As the media company’s employees are mostly millennials, family planning is becoming top of mind, says Hannah Wilkowski, global benefits manager at BuzzFeed. That’s why the company in 2018 decided to implement maternity benefit Maven — a women’s and family healthcare company that provides on-demand care and family benefits through its digital health platform.
“[Employees] explained how they felt like there weren't enough resources for them during this time.” Wilkowski says. “So having a resource to help with this transition was really, really important. We have so much great talent, and it would really be a shame to lose someone because they don't feel supported.”
BuzzFeed was able to boost its return-to-work rate to 95% of its employees returning after parental leave — well above the national average of 57%. The company offers 18 weeks of fully paid leave for primary caregivers, and six weeks for secondary caregivers.
“Before we utilized Maven, a lot of people would go out on leave and maybe just not come back,” Wilkowski says.
Maven provides employees with access to postpartum specialists, pediatricians and career coaching. The benefit also increased engagement, as Buzzfeed employees had more than 600 interactions with Maven providers in one year. It supports employees from start to finish — from the minute they find out they're pregnant to when they return to work. Maven also covers fertility — including IVF, egg freezing, surrogacy and adoption — and helps clients with navigating appointments and potential pregnancy losses.

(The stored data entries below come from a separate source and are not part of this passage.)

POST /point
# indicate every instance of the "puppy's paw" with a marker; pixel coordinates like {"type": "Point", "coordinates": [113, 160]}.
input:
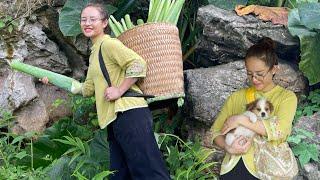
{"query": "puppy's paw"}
{"type": "Point", "coordinates": [253, 117]}
{"type": "Point", "coordinates": [230, 138]}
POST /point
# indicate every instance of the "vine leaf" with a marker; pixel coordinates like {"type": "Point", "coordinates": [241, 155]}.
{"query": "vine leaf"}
{"type": "Point", "coordinates": [277, 15]}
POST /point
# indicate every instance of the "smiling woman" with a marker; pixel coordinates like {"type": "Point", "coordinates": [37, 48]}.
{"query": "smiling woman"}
{"type": "Point", "coordinates": [261, 64]}
{"type": "Point", "coordinates": [134, 153]}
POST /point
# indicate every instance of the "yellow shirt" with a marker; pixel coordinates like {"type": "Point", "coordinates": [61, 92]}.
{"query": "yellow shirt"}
{"type": "Point", "coordinates": [121, 62]}
{"type": "Point", "coordinates": [285, 104]}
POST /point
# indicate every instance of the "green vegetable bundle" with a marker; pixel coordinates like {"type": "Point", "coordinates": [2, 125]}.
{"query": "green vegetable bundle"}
{"type": "Point", "coordinates": [59, 80]}
{"type": "Point", "coordinates": [167, 11]}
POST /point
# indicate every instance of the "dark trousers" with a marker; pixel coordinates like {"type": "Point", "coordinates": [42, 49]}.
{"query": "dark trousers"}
{"type": "Point", "coordinates": [238, 172]}
{"type": "Point", "coordinates": [134, 153]}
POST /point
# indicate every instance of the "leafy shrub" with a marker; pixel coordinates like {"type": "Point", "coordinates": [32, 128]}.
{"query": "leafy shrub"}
{"type": "Point", "coordinates": [304, 144]}
{"type": "Point", "coordinates": [186, 160]}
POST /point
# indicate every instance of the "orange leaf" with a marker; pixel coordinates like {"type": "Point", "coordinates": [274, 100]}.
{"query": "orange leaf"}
{"type": "Point", "coordinates": [277, 15]}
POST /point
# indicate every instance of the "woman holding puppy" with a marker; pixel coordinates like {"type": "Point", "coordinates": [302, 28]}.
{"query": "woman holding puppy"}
{"type": "Point", "coordinates": [261, 64]}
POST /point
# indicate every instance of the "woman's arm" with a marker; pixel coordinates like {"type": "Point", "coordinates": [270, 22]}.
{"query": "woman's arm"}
{"type": "Point", "coordinates": [113, 93]}
{"type": "Point", "coordinates": [242, 120]}
{"type": "Point", "coordinates": [240, 145]}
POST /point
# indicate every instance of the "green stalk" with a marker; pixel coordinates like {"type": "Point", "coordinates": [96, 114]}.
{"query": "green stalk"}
{"type": "Point", "coordinates": [118, 25]}
{"type": "Point", "coordinates": [152, 10]}
{"type": "Point", "coordinates": [158, 11]}
{"type": "Point", "coordinates": [124, 24]}
{"type": "Point", "coordinates": [59, 80]}
{"type": "Point", "coordinates": [164, 11]}
{"type": "Point", "coordinates": [175, 12]}
{"type": "Point", "coordinates": [140, 21]}
{"type": "Point", "coordinates": [150, 7]}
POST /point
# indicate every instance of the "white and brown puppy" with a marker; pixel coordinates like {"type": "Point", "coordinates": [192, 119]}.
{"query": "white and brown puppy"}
{"type": "Point", "coordinates": [257, 110]}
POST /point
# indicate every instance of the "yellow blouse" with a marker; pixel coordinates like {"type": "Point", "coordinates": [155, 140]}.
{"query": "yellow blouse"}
{"type": "Point", "coordinates": [121, 62]}
{"type": "Point", "coordinates": [285, 104]}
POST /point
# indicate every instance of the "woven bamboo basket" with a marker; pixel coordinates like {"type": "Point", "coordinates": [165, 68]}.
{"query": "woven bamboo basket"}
{"type": "Point", "coordinates": [159, 45]}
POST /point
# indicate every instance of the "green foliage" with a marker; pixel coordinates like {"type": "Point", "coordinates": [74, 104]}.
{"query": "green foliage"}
{"type": "Point", "coordinates": [308, 105]}
{"type": "Point", "coordinates": [304, 143]}
{"type": "Point", "coordinates": [84, 111]}
{"type": "Point", "coordinates": [6, 118]}
{"type": "Point", "coordinates": [304, 22]}
{"type": "Point", "coordinates": [11, 152]}
{"type": "Point", "coordinates": [186, 160]}
{"type": "Point", "coordinates": [304, 147]}
{"type": "Point", "coordinates": [259, 2]}
{"type": "Point", "coordinates": [227, 4]}
{"type": "Point", "coordinates": [69, 17]}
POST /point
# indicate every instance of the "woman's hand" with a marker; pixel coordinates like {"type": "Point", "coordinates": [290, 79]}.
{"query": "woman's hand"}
{"type": "Point", "coordinates": [112, 93]}
{"type": "Point", "coordinates": [231, 123]}
{"type": "Point", "coordinates": [239, 146]}
{"type": "Point", "coordinates": [44, 80]}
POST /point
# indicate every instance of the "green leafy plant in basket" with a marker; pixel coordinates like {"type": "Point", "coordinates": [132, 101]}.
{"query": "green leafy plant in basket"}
{"type": "Point", "coordinates": [165, 11]}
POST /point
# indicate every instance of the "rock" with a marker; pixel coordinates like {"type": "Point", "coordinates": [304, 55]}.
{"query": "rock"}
{"type": "Point", "coordinates": [310, 124]}
{"type": "Point", "coordinates": [75, 48]}
{"type": "Point", "coordinates": [43, 52]}
{"type": "Point", "coordinates": [50, 95]}
{"type": "Point", "coordinates": [227, 36]}
{"type": "Point", "coordinates": [311, 171]}
{"type": "Point", "coordinates": [33, 117]}
{"type": "Point", "coordinates": [18, 90]}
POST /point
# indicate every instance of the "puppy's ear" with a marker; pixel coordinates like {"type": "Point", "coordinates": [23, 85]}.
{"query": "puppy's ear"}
{"type": "Point", "coordinates": [251, 105]}
{"type": "Point", "coordinates": [270, 106]}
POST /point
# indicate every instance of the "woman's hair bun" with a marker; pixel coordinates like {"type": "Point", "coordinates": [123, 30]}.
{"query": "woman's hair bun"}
{"type": "Point", "coordinates": [268, 42]}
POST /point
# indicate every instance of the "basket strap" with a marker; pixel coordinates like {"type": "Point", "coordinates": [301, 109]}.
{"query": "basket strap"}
{"type": "Point", "coordinates": [129, 92]}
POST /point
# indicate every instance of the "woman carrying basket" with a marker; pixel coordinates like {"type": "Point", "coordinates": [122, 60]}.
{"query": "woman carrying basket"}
{"type": "Point", "coordinates": [240, 161]}
{"type": "Point", "coordinates": [134, 153]}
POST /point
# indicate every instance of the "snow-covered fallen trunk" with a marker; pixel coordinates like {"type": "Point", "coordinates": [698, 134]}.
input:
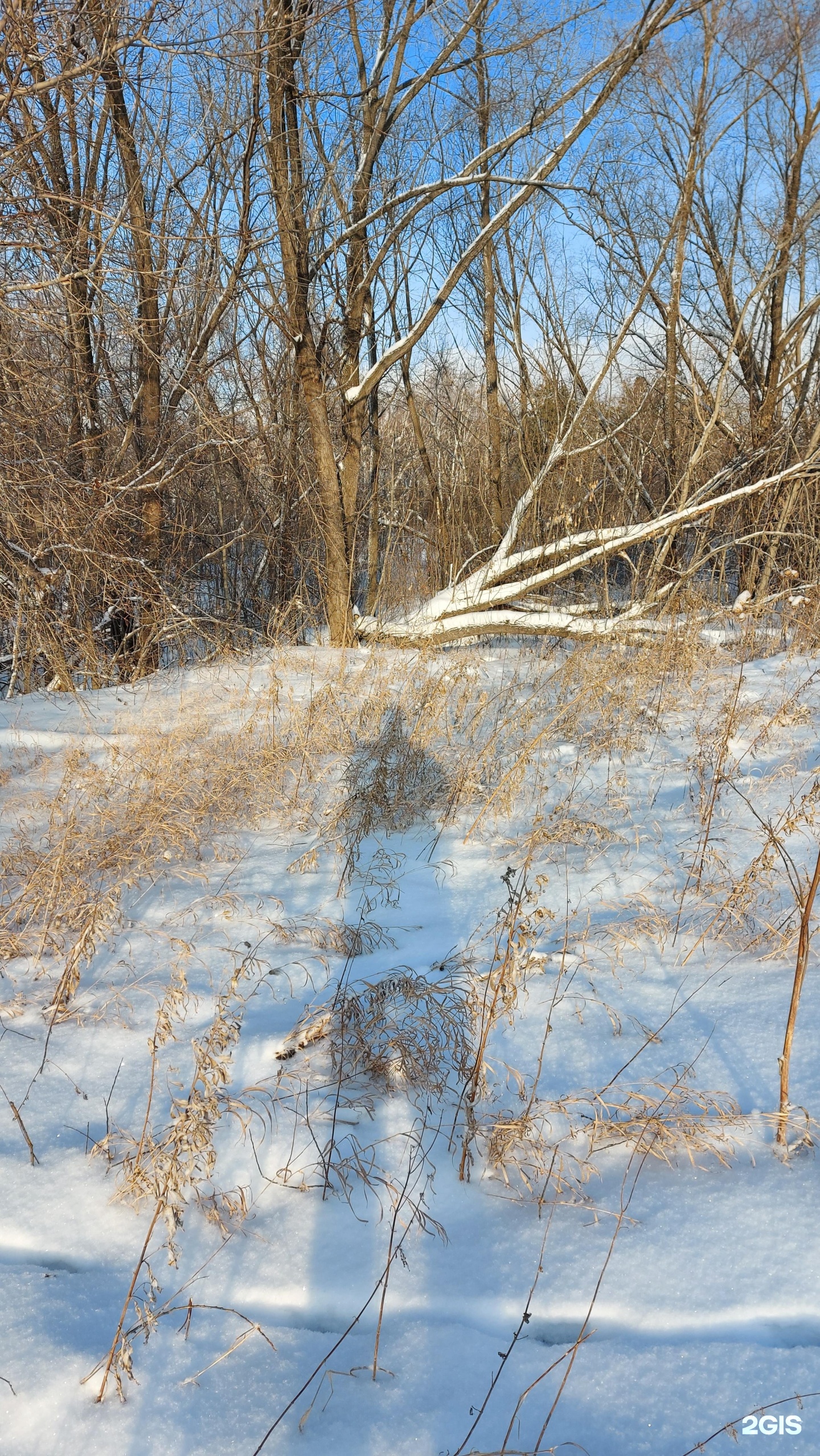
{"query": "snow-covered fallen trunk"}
{"type": "Point", "coordinates": [484, 602]}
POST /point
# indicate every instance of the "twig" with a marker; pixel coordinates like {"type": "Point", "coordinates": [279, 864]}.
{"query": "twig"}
{"type": "Point", "coordinates": [798, 979]}
{"type": "Point", "coordinates": [21, 1125]}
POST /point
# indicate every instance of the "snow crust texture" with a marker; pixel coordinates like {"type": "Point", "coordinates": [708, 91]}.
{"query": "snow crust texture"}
{"type": "Point", "coordinates": [499, 950]}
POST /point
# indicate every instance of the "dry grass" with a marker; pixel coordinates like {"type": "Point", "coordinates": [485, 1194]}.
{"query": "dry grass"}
{"type": "Point", "coordinates": [380, 746]}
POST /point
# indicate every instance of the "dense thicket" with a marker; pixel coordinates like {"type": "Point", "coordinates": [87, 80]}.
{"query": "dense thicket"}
{"type": "Point", "coordinates": [306, 307]}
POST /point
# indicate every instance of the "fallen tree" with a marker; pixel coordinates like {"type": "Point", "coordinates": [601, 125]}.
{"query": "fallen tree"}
{"type": "Point", "coordinates": [500, 597]}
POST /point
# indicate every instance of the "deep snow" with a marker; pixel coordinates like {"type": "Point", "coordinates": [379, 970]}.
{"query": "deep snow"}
{"type": "Point", "coordinates": [710, 1305]}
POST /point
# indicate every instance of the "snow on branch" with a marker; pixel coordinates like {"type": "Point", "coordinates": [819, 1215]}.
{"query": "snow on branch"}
{"type": "Point", "coordinates": [486, 602]}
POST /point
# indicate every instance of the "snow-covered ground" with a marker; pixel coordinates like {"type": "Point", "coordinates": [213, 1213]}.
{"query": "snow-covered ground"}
{"type": "Point", "coordinates": [710, 1299]}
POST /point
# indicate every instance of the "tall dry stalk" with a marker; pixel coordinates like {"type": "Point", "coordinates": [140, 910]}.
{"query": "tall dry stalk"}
{"type": "Point", "coordinates": [798, 979]}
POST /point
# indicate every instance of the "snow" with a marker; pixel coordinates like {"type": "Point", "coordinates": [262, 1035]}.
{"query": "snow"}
{"type": "Point", "coordinates": [710, 1302]}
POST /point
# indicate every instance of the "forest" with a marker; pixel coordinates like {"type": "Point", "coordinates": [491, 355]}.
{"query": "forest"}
{"type": "Point", "coordinates": [410, 702]}
{"type": "Point", "coordinates": [401, 322]}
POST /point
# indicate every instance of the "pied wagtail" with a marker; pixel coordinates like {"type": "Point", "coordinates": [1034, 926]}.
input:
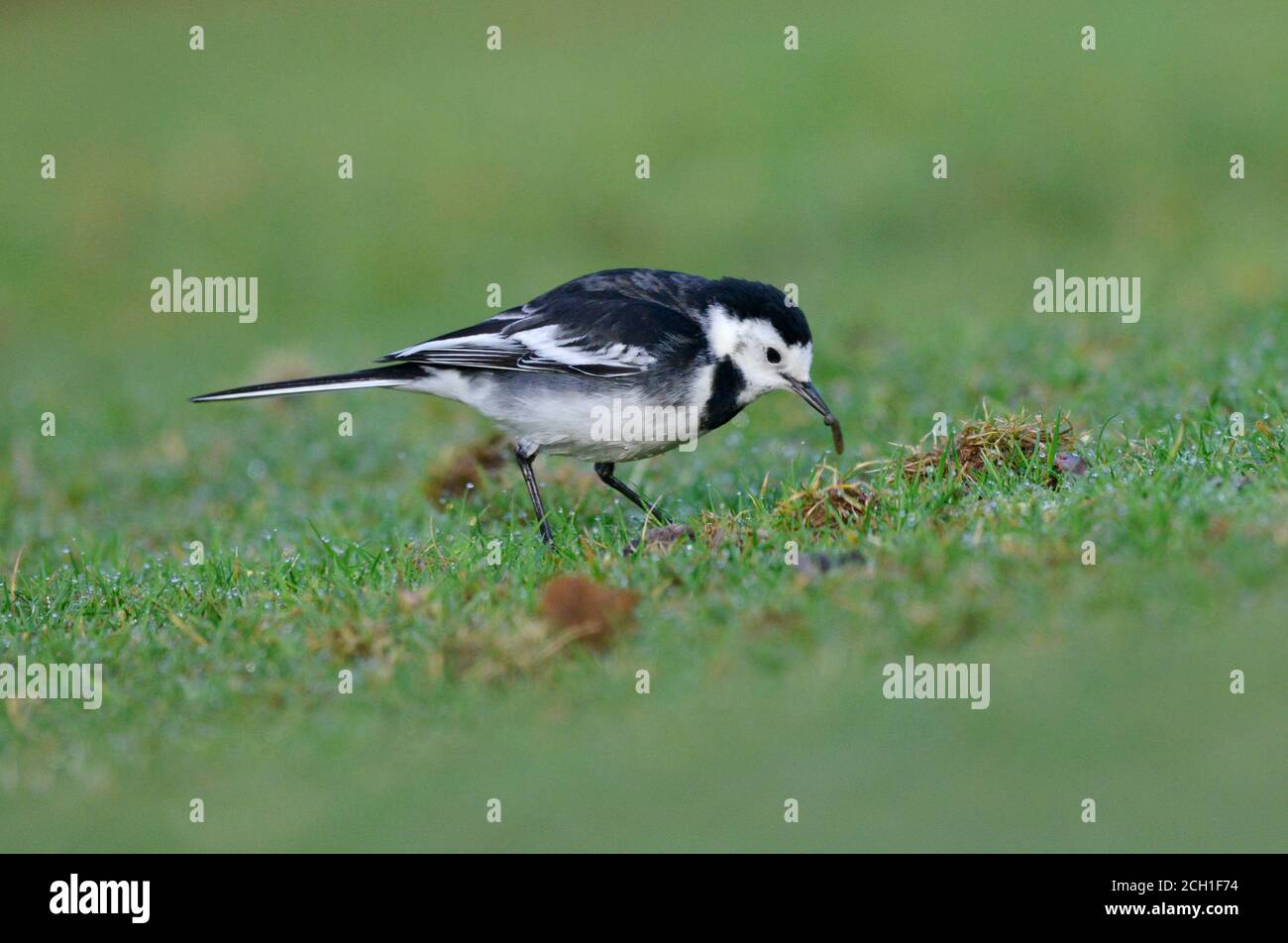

Mary Beth Ferrante, a career coach at Maven, says that the platform makes it easy for her to directly connect with clients, as they can use it to book appointments with a coach or care provider and send them direct messages.
“We talk to [employees] about challenges that they might be having with their return to work, but are also then able to refer them to lactation consultants, an OB, pediatrician or a sleep consultant so they're able to get that wraparound support,” she says.
Keeping women in the workforce is also important from a gender and equality perspective.
“If we want to have more females in leadership roles and more equality at more senior levels, we have to support these key transitions in parents’ lives and in caregivers’ lives,” Ferrante says. “More women are the ones who take a step back and stay home with their children, so really recognizing that caregivers need support for them to stay working is a huge component in terms of retention.”